The high inter-patient variability observed in physiological and neural responses to VNS as well as in the relationship between them suggests that personalized VNS dosing procedures are critical to the efficiency of VNS therapies.

Multiple parameters for optimal VNS dosing

One of the main challenges when using titration to optimize VNS parameters is that side effects can prevent one from reaching therapeutically effective regions of the parameter space. This is illustrated by examples in Fig. 4, where the region of the parameter space with desirable on-target effects often overlaps a region with undesirable off-target effects, an exclusion zone blanked out in white. However, if multiple parameters of a higher dimensional space are considered, a narrow region of satisfactory on-target effects avoiding unacceptable off-target effects can often be found just outside the boundary of the exclusion zone. If one simply titrated current or train duration along a fixed frequency such as 10 Hz, the best solution for maximum HR reduction with minimum side effects would be inferior to a solution found when one varies frequency in addition to current or train duration. Figure 4C, F, and I depict this for frequencies of 5, 15, and 20 Hz, respectively.

In the examples of Fig. 4 we only investigated on- and off-target optimization over two parameter dimensions (frequency-current, and frequency-train duration), which constitute low dimensional slices through a higher-dimensional parameter space. It stands to reason that searching over more parameters would improve the likelihood of finding satisfactory VNS parameters further.

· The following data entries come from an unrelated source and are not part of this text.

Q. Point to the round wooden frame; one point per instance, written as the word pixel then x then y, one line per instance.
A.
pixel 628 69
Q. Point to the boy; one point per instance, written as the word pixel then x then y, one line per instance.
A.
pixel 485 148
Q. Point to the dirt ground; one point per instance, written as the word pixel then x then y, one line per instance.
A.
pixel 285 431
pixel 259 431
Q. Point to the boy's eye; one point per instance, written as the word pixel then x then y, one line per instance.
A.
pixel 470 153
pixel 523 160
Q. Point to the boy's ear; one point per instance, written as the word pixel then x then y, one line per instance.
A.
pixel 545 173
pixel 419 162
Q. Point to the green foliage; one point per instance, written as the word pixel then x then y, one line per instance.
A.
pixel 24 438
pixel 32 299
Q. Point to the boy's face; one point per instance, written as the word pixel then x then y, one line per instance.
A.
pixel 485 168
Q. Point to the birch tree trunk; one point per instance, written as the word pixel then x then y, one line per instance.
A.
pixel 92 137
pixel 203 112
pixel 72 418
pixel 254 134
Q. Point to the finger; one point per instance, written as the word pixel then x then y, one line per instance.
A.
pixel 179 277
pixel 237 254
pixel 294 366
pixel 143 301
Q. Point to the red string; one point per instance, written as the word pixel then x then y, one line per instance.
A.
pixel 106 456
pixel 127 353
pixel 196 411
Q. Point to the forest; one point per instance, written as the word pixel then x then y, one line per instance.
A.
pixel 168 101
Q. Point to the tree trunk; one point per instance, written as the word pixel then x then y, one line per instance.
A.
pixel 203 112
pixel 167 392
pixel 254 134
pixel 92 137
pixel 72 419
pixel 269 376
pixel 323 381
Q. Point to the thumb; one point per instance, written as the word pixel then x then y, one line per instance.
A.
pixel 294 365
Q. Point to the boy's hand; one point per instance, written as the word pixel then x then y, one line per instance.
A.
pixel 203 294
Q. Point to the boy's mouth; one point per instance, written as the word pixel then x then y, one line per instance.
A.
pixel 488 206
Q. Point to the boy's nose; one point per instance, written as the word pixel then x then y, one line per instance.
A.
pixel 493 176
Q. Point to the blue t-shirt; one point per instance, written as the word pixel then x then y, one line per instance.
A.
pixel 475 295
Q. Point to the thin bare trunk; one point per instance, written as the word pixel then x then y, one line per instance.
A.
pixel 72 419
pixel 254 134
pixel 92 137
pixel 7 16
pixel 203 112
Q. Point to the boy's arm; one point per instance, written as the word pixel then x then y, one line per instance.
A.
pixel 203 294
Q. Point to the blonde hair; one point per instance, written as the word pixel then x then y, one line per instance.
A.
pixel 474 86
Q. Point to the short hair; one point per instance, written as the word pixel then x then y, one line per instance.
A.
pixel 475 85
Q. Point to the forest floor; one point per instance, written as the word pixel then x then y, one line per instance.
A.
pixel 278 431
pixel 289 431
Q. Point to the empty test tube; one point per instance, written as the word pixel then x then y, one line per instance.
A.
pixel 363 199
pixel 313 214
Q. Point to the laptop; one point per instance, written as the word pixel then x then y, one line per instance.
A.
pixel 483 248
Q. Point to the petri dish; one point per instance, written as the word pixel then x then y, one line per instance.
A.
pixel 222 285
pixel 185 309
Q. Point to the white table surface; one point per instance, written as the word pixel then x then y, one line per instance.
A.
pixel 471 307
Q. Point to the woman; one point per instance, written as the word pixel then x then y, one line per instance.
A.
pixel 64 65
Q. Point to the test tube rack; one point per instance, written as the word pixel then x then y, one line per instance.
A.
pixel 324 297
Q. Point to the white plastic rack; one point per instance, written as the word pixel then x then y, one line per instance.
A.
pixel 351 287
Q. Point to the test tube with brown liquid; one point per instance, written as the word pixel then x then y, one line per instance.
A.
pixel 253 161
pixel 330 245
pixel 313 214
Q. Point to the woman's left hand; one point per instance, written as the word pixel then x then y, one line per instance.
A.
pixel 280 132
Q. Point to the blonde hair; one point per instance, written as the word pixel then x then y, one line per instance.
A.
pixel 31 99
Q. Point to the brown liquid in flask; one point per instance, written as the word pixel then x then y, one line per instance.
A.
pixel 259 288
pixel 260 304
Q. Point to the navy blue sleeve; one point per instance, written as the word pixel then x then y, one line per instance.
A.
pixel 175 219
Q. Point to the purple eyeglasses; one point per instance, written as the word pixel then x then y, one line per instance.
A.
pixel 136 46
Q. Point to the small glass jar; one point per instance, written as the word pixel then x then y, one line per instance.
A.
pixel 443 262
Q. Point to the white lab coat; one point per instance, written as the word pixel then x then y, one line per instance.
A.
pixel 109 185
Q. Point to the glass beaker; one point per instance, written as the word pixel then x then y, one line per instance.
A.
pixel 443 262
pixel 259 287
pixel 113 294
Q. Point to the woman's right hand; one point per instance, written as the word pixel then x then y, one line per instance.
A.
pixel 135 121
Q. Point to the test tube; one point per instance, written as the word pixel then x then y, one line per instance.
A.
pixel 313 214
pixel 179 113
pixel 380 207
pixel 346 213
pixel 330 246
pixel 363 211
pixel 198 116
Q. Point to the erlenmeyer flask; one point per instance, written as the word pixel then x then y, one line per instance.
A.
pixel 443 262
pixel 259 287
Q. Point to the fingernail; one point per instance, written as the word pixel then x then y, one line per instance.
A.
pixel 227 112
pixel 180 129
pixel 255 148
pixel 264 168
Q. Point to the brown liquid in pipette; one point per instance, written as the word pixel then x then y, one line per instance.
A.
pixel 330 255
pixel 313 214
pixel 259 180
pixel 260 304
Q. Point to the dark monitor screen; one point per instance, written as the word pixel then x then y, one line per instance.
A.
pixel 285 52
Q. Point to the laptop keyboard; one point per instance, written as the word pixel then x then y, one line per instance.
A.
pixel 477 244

Another dimension of VNS parameters is added through a choice of electrode locations as in Contact location affects the trade-off between on-target and off-target responses section. Figure 5 shows the relationship between \(\Delta\)HR, considered an on-target effect, and \(\Delta\)BR, considered an off-target effect, for six different contact pairs of a bipolar stimulation. This relationship changed with contact pairs, some showing a higher gain in \(\Delta\)HR for a smaller amount of \(\Delta\)BR than others. Our dosing method introduced in VNS dosing using neural recordings section could exploit such dependencies for an optimal trade-off between on- and off-target effects by choosing the right contacts in addition to optimizing other VNS parameters.

Overall, these examples show that considering as many dimensions of the parameter space in VNS as possible increases the opportunity to find a parameter set with a favourable balance between on- and off-target effects. This comes at a price, however: with every additional parameter the search space grows drastically and VNS dosing becomes increasingly difficult and time consuming. As we describe in VNS dosing using neural recordings section, we argue that measurements of evoked fiber activity allow to alleviate this issue and perform thorough searches of the parameter space quickly and safely.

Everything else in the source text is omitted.